Simone DemolinariPsicanalista com Mestrado e dissertação em Anomalias Comportamentais, apresentadora na 102,9 e 98 FM

Quando a preocupação com a imagem é um entrave emocional

Publicado em 08/02/2023 às 19:16.

Dia desses ouvi o relato de alguém que dizia que aceitava fazer o que não queria não pela dificuldade de dizer “não”, e sim por um grande receio de magoar o outro. Por essa compaixão alheia, sacrificava a própria vontade para atender aos anseios do outro. 

Muitos são os que pensam dessa maneira, mas o fato é que esse comportamento altruísta não é tão verdadeiro quanto parece. Salvo em alguns casos, quando um filho não quer negar o pedido de uma mãe para acompanhá-la a um médico, ou de uma avó que precisa de alguém para locomovê-la. Nesses casos e outros similares, geralmente as pessoas não negam tal pedido e até fazem questão de atendê-lo.

Porém, quando isso ocorre em situações rotineiras da vida, é preciso uma análise mais cautelosa para não correr o risco de se autoenganar. Numa situação comum, por exemplo, em que uma pessoa é convidada para ir a um evento no qual ela não sente à vontade, mas não consegue negar, a pessoa aceita não para não desagradar o outro, mas sim para não desagradar a si própria. 

Explico melhor. A dificuldade em se posicionar de forma contrária ao esperado pelo outro tem a ver com o medo do que ele irá pensar de nós e por isso aceitamos para que continuemos a ter um bom conceito na cabeça do outro. Ou seja, a dificuldade em dizer “não” está diretamente ligada à preocupação que temos com nossa imagem. Nada tem a ver com a nobreza de não querer magoar. 

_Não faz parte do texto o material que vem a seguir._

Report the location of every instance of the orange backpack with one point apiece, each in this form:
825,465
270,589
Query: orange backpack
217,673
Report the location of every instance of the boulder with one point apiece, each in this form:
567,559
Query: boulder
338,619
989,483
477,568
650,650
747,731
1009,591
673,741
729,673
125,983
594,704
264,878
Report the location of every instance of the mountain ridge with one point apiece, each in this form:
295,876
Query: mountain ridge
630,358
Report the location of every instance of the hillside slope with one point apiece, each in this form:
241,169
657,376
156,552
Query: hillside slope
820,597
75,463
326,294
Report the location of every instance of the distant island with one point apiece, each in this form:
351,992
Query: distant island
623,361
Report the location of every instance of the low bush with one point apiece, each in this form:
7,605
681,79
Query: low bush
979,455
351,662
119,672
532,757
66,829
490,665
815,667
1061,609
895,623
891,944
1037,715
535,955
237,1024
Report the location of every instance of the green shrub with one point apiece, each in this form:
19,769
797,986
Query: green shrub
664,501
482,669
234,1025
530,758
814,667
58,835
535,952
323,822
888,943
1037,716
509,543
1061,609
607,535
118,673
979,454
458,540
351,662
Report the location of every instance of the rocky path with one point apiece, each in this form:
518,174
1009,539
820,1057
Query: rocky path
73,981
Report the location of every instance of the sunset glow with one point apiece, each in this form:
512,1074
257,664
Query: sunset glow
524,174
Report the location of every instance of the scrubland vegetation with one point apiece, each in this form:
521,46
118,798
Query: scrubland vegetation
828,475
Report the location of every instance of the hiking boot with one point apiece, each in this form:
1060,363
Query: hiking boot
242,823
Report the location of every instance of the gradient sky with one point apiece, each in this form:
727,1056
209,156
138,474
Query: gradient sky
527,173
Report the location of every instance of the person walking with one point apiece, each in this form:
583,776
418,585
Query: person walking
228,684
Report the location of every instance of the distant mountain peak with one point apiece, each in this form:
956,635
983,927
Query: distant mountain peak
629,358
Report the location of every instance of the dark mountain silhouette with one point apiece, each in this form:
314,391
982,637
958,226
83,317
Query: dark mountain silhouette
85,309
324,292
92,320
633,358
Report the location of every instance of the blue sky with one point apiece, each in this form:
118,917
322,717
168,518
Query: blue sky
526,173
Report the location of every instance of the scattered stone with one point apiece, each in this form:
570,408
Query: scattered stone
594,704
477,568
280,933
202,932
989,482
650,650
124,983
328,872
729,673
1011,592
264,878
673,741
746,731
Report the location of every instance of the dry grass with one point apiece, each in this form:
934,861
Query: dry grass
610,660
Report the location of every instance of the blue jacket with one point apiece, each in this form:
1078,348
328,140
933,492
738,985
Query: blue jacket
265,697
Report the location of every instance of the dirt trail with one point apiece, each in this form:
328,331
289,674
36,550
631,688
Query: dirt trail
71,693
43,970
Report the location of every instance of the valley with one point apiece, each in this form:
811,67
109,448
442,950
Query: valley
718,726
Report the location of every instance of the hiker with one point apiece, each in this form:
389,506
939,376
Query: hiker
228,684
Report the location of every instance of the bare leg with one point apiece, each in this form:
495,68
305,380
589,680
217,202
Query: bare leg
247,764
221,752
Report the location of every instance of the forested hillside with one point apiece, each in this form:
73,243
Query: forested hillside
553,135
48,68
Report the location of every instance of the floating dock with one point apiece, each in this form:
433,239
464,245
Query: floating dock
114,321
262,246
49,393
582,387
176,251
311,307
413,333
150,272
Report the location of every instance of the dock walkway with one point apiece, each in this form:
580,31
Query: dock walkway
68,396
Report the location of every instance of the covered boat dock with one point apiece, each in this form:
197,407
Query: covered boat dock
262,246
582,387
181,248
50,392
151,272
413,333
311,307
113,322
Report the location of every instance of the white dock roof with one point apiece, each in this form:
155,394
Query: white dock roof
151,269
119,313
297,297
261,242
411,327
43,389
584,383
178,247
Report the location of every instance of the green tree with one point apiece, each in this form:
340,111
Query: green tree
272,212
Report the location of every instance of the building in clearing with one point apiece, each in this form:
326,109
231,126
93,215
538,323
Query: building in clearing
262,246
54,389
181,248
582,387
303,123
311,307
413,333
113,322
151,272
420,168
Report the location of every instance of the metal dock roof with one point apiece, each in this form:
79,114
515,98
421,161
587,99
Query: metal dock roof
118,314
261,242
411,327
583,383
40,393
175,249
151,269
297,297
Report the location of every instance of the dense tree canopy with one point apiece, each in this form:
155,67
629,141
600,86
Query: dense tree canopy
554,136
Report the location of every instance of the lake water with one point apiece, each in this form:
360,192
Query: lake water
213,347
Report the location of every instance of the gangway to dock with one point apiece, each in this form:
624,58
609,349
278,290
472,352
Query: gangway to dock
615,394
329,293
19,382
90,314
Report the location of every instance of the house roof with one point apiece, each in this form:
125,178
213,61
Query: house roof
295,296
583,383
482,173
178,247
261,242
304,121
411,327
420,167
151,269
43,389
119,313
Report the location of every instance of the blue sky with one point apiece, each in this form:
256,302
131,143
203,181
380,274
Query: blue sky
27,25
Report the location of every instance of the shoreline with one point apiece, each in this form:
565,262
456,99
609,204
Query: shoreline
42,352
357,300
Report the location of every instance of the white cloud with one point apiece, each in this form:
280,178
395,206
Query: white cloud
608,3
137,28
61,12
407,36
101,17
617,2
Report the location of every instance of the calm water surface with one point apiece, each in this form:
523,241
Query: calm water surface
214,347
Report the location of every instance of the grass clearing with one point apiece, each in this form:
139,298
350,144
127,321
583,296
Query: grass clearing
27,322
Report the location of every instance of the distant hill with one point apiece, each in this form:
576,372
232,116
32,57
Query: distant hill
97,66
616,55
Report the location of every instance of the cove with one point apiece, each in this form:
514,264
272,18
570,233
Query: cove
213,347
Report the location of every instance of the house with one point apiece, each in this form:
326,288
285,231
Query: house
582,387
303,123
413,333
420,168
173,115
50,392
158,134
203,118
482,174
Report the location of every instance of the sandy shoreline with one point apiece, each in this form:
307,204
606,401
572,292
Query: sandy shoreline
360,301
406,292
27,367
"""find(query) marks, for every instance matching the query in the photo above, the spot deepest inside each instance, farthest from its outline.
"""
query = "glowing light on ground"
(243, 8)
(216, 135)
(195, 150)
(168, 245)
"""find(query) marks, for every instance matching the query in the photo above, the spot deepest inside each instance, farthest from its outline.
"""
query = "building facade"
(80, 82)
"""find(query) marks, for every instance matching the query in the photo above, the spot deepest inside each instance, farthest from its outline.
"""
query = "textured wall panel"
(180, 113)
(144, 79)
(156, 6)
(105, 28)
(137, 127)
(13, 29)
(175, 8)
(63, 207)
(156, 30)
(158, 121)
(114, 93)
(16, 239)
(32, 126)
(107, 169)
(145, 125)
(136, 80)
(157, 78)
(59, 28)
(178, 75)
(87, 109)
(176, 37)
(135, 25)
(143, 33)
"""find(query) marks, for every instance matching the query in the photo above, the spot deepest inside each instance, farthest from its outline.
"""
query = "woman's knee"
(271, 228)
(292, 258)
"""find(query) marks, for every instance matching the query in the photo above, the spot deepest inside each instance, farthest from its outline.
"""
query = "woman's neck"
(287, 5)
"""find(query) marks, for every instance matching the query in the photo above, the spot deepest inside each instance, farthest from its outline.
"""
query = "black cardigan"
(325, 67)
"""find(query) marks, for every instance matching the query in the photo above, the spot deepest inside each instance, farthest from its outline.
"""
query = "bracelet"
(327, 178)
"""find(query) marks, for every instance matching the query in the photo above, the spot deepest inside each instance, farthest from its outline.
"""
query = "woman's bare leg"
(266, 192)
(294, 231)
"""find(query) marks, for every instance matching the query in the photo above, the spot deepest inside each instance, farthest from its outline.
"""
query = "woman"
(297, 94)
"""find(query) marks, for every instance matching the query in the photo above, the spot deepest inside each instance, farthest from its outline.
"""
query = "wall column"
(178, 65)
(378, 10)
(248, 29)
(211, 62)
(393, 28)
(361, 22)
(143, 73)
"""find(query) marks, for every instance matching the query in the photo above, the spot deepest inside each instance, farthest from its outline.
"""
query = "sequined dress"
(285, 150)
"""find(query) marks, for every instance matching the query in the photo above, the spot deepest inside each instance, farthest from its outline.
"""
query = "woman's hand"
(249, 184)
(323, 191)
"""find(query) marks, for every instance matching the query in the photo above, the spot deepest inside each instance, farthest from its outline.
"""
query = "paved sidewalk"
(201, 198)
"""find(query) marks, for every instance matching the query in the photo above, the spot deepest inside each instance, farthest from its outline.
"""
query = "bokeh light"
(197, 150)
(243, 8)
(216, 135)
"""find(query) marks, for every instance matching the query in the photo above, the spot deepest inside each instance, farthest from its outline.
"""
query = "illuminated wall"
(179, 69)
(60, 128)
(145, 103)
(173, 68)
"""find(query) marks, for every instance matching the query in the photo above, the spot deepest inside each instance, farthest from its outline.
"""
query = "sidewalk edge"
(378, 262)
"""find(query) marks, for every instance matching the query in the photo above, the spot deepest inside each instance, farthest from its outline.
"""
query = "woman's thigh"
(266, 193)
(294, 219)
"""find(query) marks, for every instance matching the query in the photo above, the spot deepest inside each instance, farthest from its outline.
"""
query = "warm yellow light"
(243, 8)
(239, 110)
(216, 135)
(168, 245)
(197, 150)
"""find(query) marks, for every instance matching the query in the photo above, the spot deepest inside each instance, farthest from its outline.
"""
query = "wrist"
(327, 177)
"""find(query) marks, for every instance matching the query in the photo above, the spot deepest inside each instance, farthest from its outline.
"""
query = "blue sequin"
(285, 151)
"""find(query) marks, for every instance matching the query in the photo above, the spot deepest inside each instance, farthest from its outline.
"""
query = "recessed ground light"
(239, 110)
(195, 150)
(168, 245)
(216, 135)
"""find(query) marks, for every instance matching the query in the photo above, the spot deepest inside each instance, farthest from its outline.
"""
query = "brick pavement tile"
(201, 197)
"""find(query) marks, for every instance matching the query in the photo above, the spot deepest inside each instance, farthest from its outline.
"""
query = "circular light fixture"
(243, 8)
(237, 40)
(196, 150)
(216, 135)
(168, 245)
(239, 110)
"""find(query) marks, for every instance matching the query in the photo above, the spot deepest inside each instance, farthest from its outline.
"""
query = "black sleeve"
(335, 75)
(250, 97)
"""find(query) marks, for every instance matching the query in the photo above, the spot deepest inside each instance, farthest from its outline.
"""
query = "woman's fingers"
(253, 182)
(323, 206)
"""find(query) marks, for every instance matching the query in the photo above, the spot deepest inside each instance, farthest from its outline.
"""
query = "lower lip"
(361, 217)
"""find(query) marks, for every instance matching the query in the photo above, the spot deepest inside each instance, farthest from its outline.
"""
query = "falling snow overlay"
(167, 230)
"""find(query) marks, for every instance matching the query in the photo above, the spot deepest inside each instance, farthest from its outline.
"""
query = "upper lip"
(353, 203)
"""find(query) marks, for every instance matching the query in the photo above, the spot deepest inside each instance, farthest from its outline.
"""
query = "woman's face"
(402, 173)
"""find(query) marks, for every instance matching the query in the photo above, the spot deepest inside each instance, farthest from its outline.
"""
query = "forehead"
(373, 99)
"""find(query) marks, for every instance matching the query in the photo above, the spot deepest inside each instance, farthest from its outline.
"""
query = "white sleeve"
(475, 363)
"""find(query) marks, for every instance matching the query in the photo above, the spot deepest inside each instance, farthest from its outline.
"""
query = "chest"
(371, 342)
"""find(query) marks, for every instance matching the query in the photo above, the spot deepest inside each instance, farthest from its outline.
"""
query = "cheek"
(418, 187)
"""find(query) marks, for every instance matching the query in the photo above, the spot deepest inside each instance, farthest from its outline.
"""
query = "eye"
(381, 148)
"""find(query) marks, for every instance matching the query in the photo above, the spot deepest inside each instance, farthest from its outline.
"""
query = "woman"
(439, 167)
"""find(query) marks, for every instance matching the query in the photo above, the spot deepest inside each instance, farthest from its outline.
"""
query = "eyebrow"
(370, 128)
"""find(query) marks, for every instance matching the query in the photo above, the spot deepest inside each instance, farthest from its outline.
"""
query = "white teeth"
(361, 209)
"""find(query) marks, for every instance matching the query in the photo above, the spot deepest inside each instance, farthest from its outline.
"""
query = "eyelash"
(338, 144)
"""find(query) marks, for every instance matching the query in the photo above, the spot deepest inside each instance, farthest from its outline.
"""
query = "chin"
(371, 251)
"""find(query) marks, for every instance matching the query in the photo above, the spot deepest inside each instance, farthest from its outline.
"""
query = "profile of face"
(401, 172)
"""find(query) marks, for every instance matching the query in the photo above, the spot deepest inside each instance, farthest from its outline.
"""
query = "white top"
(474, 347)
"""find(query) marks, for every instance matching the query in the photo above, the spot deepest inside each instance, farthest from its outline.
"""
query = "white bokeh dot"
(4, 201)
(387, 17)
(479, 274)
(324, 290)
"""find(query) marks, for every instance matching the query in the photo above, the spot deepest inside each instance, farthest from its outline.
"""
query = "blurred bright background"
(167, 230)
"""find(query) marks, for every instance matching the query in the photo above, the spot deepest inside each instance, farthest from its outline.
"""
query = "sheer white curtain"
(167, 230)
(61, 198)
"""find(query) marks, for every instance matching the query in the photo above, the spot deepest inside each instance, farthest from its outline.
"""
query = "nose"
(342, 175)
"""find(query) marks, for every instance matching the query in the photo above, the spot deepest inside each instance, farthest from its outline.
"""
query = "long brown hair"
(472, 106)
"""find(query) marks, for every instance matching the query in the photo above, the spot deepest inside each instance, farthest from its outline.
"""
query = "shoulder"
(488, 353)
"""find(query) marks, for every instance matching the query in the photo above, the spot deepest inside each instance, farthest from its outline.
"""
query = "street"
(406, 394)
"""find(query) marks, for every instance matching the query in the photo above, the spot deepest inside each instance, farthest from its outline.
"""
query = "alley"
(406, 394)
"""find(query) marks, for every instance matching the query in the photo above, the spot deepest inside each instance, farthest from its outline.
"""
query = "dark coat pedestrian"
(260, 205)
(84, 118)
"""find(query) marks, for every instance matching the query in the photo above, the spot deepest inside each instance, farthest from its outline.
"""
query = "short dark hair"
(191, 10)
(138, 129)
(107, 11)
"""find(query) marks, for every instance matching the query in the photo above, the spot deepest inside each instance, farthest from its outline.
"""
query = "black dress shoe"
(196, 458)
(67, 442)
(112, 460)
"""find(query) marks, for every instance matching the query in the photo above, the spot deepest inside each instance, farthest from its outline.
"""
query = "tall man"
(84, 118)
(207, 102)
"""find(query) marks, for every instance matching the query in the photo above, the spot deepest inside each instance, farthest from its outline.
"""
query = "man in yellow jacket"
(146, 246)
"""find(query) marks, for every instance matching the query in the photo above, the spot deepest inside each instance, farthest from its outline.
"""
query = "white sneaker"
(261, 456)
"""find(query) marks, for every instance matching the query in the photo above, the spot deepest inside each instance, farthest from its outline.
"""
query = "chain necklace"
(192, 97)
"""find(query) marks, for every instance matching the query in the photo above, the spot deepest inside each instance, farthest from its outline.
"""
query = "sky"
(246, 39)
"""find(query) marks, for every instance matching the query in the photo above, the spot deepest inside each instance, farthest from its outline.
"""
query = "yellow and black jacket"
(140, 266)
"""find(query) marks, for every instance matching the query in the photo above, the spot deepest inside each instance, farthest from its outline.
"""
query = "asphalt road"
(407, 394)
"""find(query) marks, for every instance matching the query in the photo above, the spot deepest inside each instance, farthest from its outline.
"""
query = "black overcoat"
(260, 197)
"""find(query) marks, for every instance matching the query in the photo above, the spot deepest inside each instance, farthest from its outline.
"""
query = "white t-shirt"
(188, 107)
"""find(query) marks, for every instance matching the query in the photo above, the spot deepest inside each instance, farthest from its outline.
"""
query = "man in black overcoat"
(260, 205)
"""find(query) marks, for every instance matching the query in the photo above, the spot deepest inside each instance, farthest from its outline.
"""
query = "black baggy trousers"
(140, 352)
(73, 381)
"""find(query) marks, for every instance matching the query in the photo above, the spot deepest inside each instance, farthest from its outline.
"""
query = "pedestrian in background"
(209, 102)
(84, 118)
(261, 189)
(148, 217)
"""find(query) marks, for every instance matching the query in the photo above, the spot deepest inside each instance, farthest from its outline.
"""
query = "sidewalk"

Nessa mesma vertente está o famoso “não quis te incomodar”. Quando ouço isso, logo penso, das duas uma: ou não queria tanto ou estava com medo do que eu iria pensar a seu respeito. Geralmente é a segunda opção. 

O fato é que a preocupação com a nossa imagem é um grande entrave emocional que nos impede de desfrutar, com a liberdade que merecemos, as coisas da vida. No fundo não há uma autoaceitação, e o medo de ser julgado aos olhos dos outros gera um enorme pavor. Preferimos nos proteger do risco de ser descobertos, mesmo que essa proteção nos prejudique. 

Um outro exemplo ocorre quando um rapaz, por medo de fracassar sexualmente, toma remédio preventivo como se o fato de fracassar fosse a pior mácula que ele pudesse carregar em seu currículo afetivo. 

Outro artifício amplamente usado para vender uma imagem superior à realidade é a mentira. Narrar conquistas de forma exagerada, manipular fotografias para parecer mais jovem ou mais bonito, exibir bens materiais e condições privilegiadas que nem sempre condizem com a realidade financeira. Todos esses truques e outras mentiras até maiores podem ser usadas no intuito de manter um alto juízo de valor no imaginário de quem assiste. A mentira é tudo que aquela pessoa gostaria que fosse verdade. 

Com tanta preocupação com a imagem, além da ansiedade que isso gera, não há como manter uma boa autoestima. É importante ressaltar que no jogo da autoestima não é possível roubar. Mesmo que os outros acreditem no disfarce, internamente o indivíduo tem consciência do próprio medo e isso o mantem prisioneiro de si mesmo. 

Se desvencilhar disso requer um mergulho honesto em si com um compromisso real de se livrar do pacto com a perfeição. Aos menos resistentes, a terapia pode ser um bom começo.